22 August: Two independent bi-weekly newspapers, the Standard Times and the Vision, announced Friday they were suspending publication immediately "due to insecurity."
The two are the latest on a number of newspapers forced to close since the May 25 coup, including the Punch, For Di People, the Democrat, New Tablet, Freedom Now, Unity Now, and The Sierra Leonean.
The editors cited "harassment by security officials as the cause of their decision to close down. Standard Times editor Philip Neville said, "I decided to suspend publication because I was virtually haunted by fierce looking men at night. They will knock on my door and smear paint on my windows."

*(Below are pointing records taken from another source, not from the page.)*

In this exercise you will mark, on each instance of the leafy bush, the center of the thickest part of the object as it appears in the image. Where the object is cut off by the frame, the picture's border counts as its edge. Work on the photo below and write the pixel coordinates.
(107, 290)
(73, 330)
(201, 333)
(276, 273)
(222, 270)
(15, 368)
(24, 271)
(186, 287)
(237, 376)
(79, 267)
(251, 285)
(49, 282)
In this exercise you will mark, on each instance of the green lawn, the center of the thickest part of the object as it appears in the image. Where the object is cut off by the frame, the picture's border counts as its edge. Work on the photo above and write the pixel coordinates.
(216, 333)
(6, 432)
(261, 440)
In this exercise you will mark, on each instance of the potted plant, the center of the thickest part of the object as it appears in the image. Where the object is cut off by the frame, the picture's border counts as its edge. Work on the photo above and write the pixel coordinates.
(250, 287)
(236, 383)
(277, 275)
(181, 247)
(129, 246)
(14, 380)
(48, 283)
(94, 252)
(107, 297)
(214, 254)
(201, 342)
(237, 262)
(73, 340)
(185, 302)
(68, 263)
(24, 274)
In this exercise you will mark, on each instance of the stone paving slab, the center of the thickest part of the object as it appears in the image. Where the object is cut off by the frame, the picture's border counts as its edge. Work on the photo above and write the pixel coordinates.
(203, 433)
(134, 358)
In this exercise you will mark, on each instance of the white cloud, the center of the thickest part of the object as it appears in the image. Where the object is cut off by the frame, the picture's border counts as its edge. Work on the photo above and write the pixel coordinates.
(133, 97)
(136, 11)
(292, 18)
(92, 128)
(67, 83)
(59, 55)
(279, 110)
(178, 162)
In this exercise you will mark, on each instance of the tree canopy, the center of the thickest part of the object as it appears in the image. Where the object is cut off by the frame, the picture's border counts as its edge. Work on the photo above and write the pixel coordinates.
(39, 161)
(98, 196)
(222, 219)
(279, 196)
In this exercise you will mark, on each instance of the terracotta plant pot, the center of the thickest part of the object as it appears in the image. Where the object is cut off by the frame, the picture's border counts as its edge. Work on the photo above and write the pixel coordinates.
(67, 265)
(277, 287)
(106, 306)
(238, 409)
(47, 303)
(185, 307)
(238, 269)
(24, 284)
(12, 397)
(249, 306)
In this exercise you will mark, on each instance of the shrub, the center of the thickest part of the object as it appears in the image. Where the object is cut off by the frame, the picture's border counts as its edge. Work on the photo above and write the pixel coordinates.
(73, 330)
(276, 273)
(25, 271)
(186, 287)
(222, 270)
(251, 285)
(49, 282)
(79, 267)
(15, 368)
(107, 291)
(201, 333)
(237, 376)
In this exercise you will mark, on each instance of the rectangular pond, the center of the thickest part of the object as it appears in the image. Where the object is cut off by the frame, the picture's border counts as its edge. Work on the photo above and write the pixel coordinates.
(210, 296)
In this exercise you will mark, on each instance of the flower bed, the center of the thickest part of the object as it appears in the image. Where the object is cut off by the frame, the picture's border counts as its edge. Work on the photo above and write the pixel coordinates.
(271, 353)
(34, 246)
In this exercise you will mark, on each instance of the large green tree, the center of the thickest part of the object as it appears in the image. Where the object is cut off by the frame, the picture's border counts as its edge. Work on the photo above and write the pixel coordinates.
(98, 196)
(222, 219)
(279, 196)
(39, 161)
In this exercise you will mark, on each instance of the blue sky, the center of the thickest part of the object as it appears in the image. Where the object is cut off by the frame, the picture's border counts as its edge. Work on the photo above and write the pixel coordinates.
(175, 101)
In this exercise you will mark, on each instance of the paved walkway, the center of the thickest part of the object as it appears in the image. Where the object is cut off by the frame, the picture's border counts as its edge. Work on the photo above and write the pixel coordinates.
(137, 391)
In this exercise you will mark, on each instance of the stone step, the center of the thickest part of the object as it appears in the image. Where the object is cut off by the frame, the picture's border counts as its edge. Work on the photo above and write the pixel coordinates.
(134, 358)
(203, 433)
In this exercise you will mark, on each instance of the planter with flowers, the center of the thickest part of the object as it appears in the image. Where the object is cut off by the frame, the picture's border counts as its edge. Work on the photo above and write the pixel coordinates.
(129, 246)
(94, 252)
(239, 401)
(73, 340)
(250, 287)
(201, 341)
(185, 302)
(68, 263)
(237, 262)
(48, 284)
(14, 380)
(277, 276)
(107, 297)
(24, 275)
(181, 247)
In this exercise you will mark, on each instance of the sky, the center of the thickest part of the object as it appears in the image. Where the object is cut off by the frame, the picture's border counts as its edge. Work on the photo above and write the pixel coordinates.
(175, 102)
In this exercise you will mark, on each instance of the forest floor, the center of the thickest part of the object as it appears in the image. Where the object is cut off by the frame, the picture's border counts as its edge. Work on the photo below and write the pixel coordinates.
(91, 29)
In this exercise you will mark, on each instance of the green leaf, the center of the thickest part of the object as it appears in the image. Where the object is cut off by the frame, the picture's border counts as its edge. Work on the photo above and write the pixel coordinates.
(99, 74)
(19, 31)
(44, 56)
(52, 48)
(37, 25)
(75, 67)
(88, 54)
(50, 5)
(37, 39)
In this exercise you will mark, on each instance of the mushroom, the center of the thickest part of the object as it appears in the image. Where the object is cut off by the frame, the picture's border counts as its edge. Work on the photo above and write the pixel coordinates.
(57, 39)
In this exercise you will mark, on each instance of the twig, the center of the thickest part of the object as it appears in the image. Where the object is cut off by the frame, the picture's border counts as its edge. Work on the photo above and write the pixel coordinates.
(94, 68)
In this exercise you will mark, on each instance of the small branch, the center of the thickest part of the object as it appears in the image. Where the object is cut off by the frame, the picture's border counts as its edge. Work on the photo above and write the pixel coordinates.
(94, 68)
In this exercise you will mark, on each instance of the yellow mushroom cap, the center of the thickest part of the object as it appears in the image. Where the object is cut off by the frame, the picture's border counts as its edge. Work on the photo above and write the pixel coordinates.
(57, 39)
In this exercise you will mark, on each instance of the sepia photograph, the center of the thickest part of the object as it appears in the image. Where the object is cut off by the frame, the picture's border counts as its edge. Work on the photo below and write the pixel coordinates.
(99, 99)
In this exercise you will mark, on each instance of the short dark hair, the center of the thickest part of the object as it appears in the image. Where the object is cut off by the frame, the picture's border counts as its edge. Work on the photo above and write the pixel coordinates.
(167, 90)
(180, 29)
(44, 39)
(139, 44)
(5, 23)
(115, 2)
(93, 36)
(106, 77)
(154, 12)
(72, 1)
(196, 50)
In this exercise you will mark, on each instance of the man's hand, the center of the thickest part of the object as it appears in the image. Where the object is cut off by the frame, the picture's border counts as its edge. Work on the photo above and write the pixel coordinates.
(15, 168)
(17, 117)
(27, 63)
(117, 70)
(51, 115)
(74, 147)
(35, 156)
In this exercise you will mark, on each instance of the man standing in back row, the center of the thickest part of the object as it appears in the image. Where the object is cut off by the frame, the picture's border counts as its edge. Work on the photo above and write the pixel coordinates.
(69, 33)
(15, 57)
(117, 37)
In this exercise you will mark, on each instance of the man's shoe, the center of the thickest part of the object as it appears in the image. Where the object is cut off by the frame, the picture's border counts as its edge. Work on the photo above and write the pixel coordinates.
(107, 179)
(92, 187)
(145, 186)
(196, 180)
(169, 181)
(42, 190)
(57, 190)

Neville was beaten up by uniformed men three days after the coup. So far no one has been charged.
Other journalists who have been harassed or detained by the military include Unity Now editor Frank Kposowa, Voice of America correspondent Kelvin Lewis, and BBC correspondent Victor Sylver.
Of the 52 newspapers operating under the civilian government, only eight continue to publish. They include the government-owned Daily Mail and Expo Times, both with strong times to the AFRC; Concord Times, the Point, The Pool, Torchlight, Herald Guardian, and We Yone.
Commissioner for Information and Broadcasting Sedu Turay said the editors are blaming the government for their own shortcomings. Journalists should keep in mind that they are responsible for what they are reporting, he said.